Indian Space Research Organisation (ISRO) Chairman Dr Sivan told media: "On 14 August early morning, around 3:30, we are going to have a manoeuvre called a trans-lunar injection, through this manoeuvre, Chandrayaan-2 will leave earth and move towards the moon."
Dr Sivan was in the Indian city of Ahmedabad, to attend the birth centenary celebrations of Dr Vikram Sarabhai, the founder of India's space programme.
He said once the spacecraft reaches the moon on 20 August, a lunar orbit insertion will be carried out. "Subsequently, we have planned to have a series of manoeuvres around the moon, and finally on 7 September, we will be landing on the moon near its south pole."
Stating all Chandrayaan-2 systems were functioning properly, Dr Sivan said the space agency would take up a mission to launch small satellites in the coming months.
In December, India will launch a small satellite launcher for the first time, the ISRO chief added.

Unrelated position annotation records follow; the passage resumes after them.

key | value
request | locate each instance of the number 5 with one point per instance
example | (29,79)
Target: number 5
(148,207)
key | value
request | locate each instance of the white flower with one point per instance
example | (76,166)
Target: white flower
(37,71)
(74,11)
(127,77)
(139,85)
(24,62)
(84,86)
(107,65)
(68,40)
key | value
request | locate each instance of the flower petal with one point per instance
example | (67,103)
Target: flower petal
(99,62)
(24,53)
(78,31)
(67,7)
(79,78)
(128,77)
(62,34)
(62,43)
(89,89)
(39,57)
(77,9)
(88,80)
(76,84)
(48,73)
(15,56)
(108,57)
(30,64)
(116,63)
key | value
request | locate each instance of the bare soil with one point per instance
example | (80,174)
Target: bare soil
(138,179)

The Chandrayaan-2 mission to the moon blasted into space on 22 July one week after a technical glitch forced ISRO scientists to halt its scheduled launch.
The lunar mission spacecraft took off at 2.43 p.m. Indian Standard Time from the Satish Dhawan Space Centre located in coastal Sriharikota Island in India's Andhra Pradesh state.
On 15 July, ISRO scientists had to abort the uncrewed mission 56 minutes before takeoff. They later found a leak while filling the rocket's cryogenic engine with helium.